Tag Archives: Young Adult Fiction

“The Falconer’s Knot” by Mary Hoffman and other books with FALCONER in the title

The Falconer's Knot by Mary Hoffman (2007-04-02)

HOW did I end up looking at THREE books with “falconer” in the title?! I was chatting with my sister-in-law…  She mentioned a book she enjoyed and all I could remember later was that one word. So I went on line with my local library and reserved recent fiction that sounded promising. 

I’ve been hungry for “fun fiction”, but only one book interested me enough to finish. 
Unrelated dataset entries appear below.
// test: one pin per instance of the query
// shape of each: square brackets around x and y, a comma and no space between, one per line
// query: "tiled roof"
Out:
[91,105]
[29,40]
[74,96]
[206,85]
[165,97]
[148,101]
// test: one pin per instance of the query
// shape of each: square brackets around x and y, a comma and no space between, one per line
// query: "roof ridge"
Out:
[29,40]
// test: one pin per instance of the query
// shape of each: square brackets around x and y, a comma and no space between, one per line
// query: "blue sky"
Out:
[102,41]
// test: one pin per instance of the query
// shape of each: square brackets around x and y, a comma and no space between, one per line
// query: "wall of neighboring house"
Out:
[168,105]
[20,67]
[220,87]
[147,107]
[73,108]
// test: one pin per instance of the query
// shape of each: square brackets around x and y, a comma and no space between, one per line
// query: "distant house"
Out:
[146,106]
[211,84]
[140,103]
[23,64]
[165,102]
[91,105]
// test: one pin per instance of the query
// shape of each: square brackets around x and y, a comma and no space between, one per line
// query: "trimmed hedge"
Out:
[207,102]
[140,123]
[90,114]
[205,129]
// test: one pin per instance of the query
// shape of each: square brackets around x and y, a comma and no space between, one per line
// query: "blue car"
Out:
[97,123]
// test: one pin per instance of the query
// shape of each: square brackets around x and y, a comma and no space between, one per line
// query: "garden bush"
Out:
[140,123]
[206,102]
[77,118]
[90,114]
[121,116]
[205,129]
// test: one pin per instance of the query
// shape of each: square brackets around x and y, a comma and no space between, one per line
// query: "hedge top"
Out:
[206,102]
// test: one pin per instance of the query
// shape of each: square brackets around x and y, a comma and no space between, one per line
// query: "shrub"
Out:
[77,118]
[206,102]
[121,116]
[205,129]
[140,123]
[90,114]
The Falconer’s Knot by Mary Horrman was by far the best of these three books. Young Adult fiction with a sunny take on life, set in Italy, which the author plainly loves. Teenagers Silvano and Chiara are sent to a monastery and convent respectively, by families with problems to solve. Neither has a scrap of religious vocation. Murders take place and the two must solve them to avoid unfair accusations. The ending of the book is like a Shakespeare comedy. Love overcomes all! This is the kind of book that makes me want to call my travel agent. I’ve never visited Italy!

The other two books didn’t catch my fancy. One was YA steampunk, the other adult historical fiction (usually a good category for me) . 

Just to make this even sillier, my sister-in-law now denies offering me any such advice! So, who WAS I talking to? SiL went through her recent reading and found only ONE related title, a “cozy mystery” called The Falcon Always Wings Twice by Donna Andrews. Sorry, I have my standards. I simply won’t read a book based on that bad a word play. Unless I’m REALLY desperate. 

Advertisement

“A Bone from a Dry Sea” by Peter Dickenson

A Bone from a Dry Sea

Okay, call me absent minded! I overlooked the fact that this is my second Young Adult book by Peter Dickenson. See review dated April 23, 2021. It shares the slightly didactic character that shows up in much YA literature (imho). 

I had to force my way through most of this book. There are two plots, both involving young females. An English teenager goes on a paleontology expedition with her father and finds a (potentially important) bone. The other plot tells us how the bone ended up where it was later found. 

Issues of racism and sexism arise, but are not handled in depth. The scientists in this book are portrayed as unpleasant, quarrelsome egotists. I feel that this stereotypical representation feeds the anti-science attitudes that are making our lives so difficult now. If scientists are a bunch of jerks, it’s easier to reject their recommendations measures like vaccination. I’m not saying scientists are all “nice”, but gratuitous fictional portrayals of scientific infighting aren’t helpful.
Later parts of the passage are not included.